Para Jean Carlos Ruthes, gerente da Cooperativa de Transportes e Logística (Cooperlog), de São José dos Pinhais (Região Metropolitana de Curitiba), a MP surpreendeu o setor. Segundo ele, o maior prejudicado será o cooperado autônomo, que vai receber menos pelo serviço. ''O pior é que as cooperativas de transporte não vão conseguir repassar essa tributação'', lamentou. Ruthes disse que o valor do frete permanece inalterado, enquanto o valor da fatura a receber será reduzido com a retenção do imposto na fonte.
De acordo com Ruthes, a situação se agrava ainda mais quando as cooperativas são tributadas pelo lucro presumido, que passaram a ter um aumento na base de cálculo da Contribuição Social sobre o Lucro (CSLL) e o Imposto de Renda Pessoa Jurídica, conforme dispõe o artigo 11 da MP. A base de cálculo muda de 32% para 40%. Segundo o gerente da Coperlog, estão isentas do aumento do imposto de renda na fonte somente as cooperativas que já fazem o recolhimento do tributo de acordo com o lucro real.
A Ocepar, junto com o conselho especializado do Ramo de Transportes da instituição, está discutindo os efeitos dessa mudança junto as cooperativas de transporte, devendo, no retorno do recesso do Congresso Nacional, juntamente com a Organização das Cooperativas Brasileiras (OCB), apresentar emendas ''com o objetivo de reverter a situação''. No Paraná, são 13 cooperativas de transportes registradas na Ocepar, com aproximadamente 1360 cooperados autônomos.

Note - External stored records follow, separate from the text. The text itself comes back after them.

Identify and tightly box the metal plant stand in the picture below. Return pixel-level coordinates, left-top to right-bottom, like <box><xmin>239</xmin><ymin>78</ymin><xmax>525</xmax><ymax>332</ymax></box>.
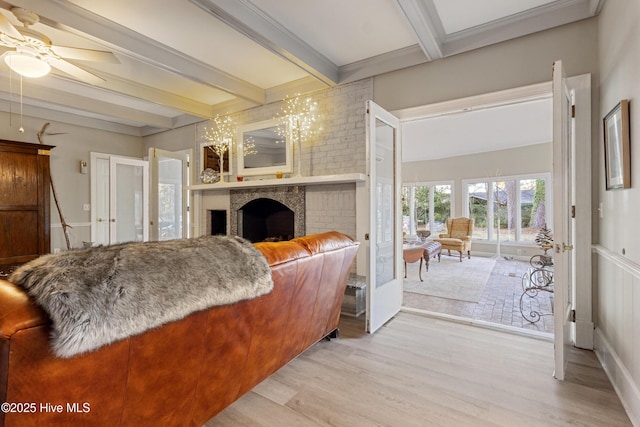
<box><xmin>520</xmin><ymin>255</ymin><xmax>553</xmax><ymax>323</ymax></box>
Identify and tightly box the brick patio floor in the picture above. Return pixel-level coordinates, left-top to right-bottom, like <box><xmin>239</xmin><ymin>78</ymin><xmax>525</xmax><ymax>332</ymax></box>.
<box><xmin>404</xmin><ymin>259</ymin><xmax>553</xmax><ymax>334</ymax></box>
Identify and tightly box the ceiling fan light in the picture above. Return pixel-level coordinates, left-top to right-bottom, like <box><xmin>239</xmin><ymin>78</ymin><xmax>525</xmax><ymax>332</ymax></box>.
<box><xmin>4</xmin><ymin>52</ymin><xmax>51</xmax><ymax>78</ymax></box>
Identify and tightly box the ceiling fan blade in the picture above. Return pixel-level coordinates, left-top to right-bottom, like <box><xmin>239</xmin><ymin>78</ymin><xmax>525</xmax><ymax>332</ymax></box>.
<box><xmin>51</xmin><ymin>45</ymin><xmax>120</xmax><ymax>64</ymax></box>
<box><xmin>48</xmin><ymin>58</ymin><xmax>106</xmax><ymax>85</ymax></box>
<box><xmin>0</xmin><ymin>13</ymin><xmax>24</xmax><ymax>40</ymax></box>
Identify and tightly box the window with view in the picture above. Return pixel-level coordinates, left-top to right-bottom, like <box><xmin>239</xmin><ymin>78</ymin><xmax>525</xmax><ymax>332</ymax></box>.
<box><xmin>463</xmin><ymin>175</ymin><xmax>551</xmax><ymax>243</ymax></box>
<box><xmin>402</xmin><ymin>183</ymin><xmax>453</xmax><ymax>236</ymax></box>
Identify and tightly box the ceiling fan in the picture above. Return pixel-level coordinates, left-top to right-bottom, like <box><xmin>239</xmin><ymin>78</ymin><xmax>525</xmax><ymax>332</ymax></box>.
<box><xmin>0</xmin><ymin>7</ymin><xmax>120</xmax><ymax>84</ymax></box>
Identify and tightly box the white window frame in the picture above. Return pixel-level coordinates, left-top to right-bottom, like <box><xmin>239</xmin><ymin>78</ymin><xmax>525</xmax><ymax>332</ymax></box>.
<box><xmin>462</xmin><ymin>172</ymin><xmax>553</xmax><ymax>242</ymax></box>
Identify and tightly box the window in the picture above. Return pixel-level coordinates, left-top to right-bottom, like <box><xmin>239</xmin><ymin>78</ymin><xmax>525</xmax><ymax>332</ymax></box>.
<box><xmin>402</xmin><ymin>183</ymin><xmax>453</xmax><ymax>239</ymax></box>
<box><xmin>463</xmin><ymin>174</ymin><xmax>551</xmax><ymax>243</ymax></box>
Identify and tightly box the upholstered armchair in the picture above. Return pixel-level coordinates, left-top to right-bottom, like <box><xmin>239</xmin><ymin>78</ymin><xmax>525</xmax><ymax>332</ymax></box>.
<box><xmin>433</xmin><ymin>217</ymin><xmax>473</xmax><ymax>262</ymax></box>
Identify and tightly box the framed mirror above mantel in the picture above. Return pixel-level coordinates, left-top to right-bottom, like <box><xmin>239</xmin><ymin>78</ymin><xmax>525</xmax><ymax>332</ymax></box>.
<box><xmin>236</xmin><ymin>118</ymin><xmax>293</xmax><ymax>176</ymax></box>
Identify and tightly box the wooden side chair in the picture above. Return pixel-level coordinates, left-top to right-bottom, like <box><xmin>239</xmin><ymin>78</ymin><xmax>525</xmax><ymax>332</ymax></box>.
<box><xmin>433</xmin><ymin>217</ymin><xmax>473</xmax><ymax>262</ymax></box>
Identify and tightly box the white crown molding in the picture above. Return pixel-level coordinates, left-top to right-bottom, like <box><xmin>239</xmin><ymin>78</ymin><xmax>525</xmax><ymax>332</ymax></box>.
<box><xmin>0</xmin><ymin>0</ymin><xmax>264</xmax><ymax>103</ymax></box>
<box><xmin>442</xmin><ymin>0</ymin><xmax>599</xmax><ymax>56</ymax></box>
<box><xmin>391</xmin><ymin>82</ymin><xmax>551</xmax><ymax>123</ymax></box>
<box><xmin>191</xmin><ymin>0</ymin><xmax>338</xmax><ymax>85</ymax></box>
<box><xmin>0</xmin><ymin>96</ymin><xmax>142</xmax><ymax>136</ymax></box>
<box><xmin>51</xmin><ymin>64</ymin><xmax>211</xmax><ymax>121</ymax></box>
<box><xmin>395</xmin><ymin>0</ymin><xmax>445</xmax><ymax>61</ymax></box>
<box><xmin>340</xmin><ymin>44</ymin><xmax>429</xmax><ymax>83</ymax></box>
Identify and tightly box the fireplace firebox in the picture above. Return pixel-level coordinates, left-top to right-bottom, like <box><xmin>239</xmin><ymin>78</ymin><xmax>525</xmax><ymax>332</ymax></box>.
<box><xmin>238</xmin><ymin>198</ymin><xmax>295</xmax><ymax>242</ymax></box>
<box><xmin>230</xmin><ymin>186</ymin><xmax>305</xmax><ymax>242</ymax></box>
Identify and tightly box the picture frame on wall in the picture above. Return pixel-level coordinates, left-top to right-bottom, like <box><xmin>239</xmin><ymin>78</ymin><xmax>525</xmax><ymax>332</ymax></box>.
<box><xmin>603</xmin><ymin>99</ymin><xmax>631</xmax><ymax>190</ymax></box>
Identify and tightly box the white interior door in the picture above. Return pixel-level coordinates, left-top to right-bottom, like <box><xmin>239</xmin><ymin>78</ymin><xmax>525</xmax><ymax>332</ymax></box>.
<box><xmin>149</xmin><ymin>148</ymin><xmax>189</xmax><ymax>240</ymax></box>
<box><xmin>91</xmin><ymin>153</ymin><xmax>110</xmax><ymax>245</ymax></box>
<box><xmin>109</xmin><ymin>156</ymin><xmax>149</xmax><ymax>244</ymax></box>
<box><xmin>366</xmin><ymin>101</ymin><xmax>402</xmax><ymax>333</ymax></box>
<box><xmin>553</xmin><ymin>61</ymin><xmax>574</xmax><ymax>380</ymax></box>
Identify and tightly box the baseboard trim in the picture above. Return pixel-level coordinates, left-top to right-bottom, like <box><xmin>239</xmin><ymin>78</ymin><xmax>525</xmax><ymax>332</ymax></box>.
<box><xmin>595</xmin><ymin>328</ymin><xmax>640</xmax><ymax>427</ymax></box>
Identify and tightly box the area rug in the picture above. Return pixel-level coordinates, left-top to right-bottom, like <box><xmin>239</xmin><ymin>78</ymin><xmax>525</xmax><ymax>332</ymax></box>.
<box><xmin>404</xmin><ymin>255</ymin><xmax>496</xmax><ymax>302</ymax></box>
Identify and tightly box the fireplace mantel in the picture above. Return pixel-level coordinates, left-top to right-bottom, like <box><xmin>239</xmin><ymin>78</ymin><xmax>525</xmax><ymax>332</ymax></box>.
<box><xmin>189</xmin><ymin>173</ymin><xmax>366</xmax><ymax>191</ymax></box>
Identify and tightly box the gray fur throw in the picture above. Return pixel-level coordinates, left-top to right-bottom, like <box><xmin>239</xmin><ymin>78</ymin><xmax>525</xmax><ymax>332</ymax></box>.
<box><xmin>9</xmin><ymin>236</ymin><xmax>273</xmax><ymax>357</ymax></box>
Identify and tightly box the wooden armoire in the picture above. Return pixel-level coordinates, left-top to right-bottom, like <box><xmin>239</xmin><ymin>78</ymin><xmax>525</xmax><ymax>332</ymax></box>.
<box><xmin>0</xmin><ymin>140</ymin><xmax>53</xmax><ymax>269</ymax></box>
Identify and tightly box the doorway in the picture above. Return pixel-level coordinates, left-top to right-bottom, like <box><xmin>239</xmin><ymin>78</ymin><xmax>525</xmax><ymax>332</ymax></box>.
<box><xmin>91</xmin><ymin>153</ymin><xmax>149</xmax><ymax>245</ymax></box>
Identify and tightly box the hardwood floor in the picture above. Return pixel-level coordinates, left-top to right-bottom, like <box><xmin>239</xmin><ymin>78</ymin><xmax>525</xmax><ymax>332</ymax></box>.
<box><xmin>403</xmin><ymin>255</ymin><xmax>553</xmax><ymax>335</ymax></box>
<box><xmin>206</xmin><ymin>313</ymin><xmax>631</xmax><ymax>427</ymax></box>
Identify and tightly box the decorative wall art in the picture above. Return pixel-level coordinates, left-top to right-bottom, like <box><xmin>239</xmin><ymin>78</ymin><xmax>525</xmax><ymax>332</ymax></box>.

A elevação da base de cálculo do Imposto de Renda Pessoa Jurídica (IRPJ) e da Constribuição Social sobre o Lucro Líquido (CSLL) poderá representar aumentos superiores a 35% no imposto pago pelas empresas prestadoras de serviços. Segundo cálculo do Instituto Brasileiro de Planejamento Tributário (IBPT), além de elevar o valor dos dois tributos, a mudança anunciada terça-feira pelo governo fará com que inúmeras empresas, hoje isentas do Adicional do Imposto de Renda, passem a pagar mais esse tributo.

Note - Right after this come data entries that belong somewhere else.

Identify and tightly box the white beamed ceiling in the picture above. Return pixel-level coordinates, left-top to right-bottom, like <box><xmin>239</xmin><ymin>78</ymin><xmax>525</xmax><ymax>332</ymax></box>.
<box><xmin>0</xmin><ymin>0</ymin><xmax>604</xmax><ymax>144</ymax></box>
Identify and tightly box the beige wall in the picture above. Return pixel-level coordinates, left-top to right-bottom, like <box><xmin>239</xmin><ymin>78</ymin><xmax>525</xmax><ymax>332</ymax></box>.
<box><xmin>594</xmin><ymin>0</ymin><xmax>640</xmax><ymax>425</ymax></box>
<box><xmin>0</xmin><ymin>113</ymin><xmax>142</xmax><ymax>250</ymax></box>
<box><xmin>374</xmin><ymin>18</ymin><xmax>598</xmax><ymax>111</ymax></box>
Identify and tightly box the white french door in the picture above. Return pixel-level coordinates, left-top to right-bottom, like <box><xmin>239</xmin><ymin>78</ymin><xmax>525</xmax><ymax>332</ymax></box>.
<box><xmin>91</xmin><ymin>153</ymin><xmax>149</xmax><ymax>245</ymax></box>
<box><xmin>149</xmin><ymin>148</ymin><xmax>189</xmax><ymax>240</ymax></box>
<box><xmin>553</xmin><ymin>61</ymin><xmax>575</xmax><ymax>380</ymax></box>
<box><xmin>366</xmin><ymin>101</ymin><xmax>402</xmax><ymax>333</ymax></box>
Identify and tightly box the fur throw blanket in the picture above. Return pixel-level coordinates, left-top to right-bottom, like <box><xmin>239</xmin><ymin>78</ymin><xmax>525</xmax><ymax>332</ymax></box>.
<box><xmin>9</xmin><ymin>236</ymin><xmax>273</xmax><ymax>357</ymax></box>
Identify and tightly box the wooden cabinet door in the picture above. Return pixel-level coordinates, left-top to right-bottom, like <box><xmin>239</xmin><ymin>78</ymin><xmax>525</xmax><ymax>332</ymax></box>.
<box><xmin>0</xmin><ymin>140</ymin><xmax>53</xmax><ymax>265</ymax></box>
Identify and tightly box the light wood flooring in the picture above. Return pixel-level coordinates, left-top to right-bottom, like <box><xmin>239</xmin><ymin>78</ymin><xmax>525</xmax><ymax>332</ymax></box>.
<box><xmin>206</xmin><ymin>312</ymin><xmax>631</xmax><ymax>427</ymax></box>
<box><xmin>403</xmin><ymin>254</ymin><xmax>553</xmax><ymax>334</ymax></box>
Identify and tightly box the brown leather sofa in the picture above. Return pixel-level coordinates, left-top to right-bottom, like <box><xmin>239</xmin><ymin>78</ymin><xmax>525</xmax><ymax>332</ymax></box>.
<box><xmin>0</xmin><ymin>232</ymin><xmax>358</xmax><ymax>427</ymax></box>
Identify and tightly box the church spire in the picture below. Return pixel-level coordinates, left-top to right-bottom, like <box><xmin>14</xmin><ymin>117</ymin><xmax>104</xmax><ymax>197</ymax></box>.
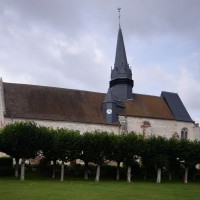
<box><xmin>110</xmin><ymin>8</ymin><xmax>133</xmax><ymax>101</ymax></box>
<box><xmin>114</xmin><ymin>27</ymin><xmax>129</xmax><ymax>72</ymax></box>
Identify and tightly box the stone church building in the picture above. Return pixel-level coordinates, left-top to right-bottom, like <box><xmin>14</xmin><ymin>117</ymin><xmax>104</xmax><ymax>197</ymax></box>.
<box><xmin>0</xmin><ymin>24</ymin><xmax>200</xmax><ymax>140</ymax></box>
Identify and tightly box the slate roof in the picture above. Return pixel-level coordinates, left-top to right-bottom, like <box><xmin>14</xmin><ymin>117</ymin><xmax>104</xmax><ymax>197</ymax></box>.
<box><xmin>3</xmin><ymin>82</ymin><xmax>193</xmax><ymax>124</ymax></box>
<box><xmin>161</xmin><ymin>92</ymin><xmax>192</xmax><ymax>122</ymax></box>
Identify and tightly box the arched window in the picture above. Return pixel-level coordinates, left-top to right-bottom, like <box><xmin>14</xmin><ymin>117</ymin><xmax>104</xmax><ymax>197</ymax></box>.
<box><xmin>181</xmin><ymin>128</ymin><xmax>188</xmax><ymax>139</ymax></box>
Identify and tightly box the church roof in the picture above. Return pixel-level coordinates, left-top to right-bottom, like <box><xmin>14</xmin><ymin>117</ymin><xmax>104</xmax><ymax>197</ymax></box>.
<box><xmin>3</xmin><ymin>83</ymin><xmax>105</xmax><ymax>123</ymax></box>
<box><xmin>3</xmin><ymin>82</ymin><xmax>192</xmax><ymax>124</ymax></box>
<box><xmin>125</xmin><ymin>94</ymin><xmax>175</xmax><ymax>120</ymax></box>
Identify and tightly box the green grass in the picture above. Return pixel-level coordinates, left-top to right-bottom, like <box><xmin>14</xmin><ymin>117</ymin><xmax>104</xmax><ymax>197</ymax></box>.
<box><xmin>0</xmin><ymin>177</ymin><xmax>200</xmax><ymax>200</ymax></box>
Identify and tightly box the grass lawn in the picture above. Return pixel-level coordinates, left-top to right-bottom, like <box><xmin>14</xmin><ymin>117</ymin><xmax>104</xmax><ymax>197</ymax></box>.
<box><xmin>0</xmin><ymin>177</ymin><xmax>200</xmax><ymax>200</ymax></box>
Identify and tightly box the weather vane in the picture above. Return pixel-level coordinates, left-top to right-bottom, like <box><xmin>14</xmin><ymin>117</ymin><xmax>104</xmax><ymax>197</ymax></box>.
<box><xmin>117</xmin><ymin>8</ymin><xmax>121</xmax><ymax>28</ymax></box>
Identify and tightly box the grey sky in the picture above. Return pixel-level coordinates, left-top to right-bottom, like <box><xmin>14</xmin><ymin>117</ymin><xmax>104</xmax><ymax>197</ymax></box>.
<box><xmin>0</xmin><ymin>0</ymin><xmax>200</xmax><ymax>122</ymax></box>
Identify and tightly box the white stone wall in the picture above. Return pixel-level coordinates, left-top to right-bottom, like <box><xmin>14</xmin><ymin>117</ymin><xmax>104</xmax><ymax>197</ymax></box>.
<box><xmin>4</xmin><ymin>117</ymin><xmax>200</xmax><ymax>140</ymax></box>
<box><xmin>126</xmin><ymin>117</ymin><xmax>200</xmax><ymax>140</ymax></box>
<box><xmin>5</xmin><ymin>118</ymin><xmax>120</xmax><ymax>134</ymax></box>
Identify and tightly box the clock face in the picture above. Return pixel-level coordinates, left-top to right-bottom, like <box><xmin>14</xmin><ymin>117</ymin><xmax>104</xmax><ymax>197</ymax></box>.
<box><xmin>106</xmin><ymin>109</ymin><xmax>112</xmax><ymax>115</ymax></box>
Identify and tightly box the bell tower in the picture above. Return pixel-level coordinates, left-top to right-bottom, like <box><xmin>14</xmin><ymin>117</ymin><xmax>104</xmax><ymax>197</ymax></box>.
<box><xmin>110</xmin><ymin>25</ymin><xmax>133</xmax><ymax>101</ymax></box>
<box><xmin>103</xmin><ymin>8</ymin><xmax>133</xmax><ymax>123</ymax></box>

Editada no dia 30 dentro de um suposto pacote de bondades de final do ano, a MP elevou de 32% para 40% a base de cálculo dos tributos das empresas prestadoras de serviços. Também reforçou a possibilidade de cobrar a CSLL e do IR sobre variações cambiais relativas a participações acionárias de empresas controladas ou coligadas no exterior.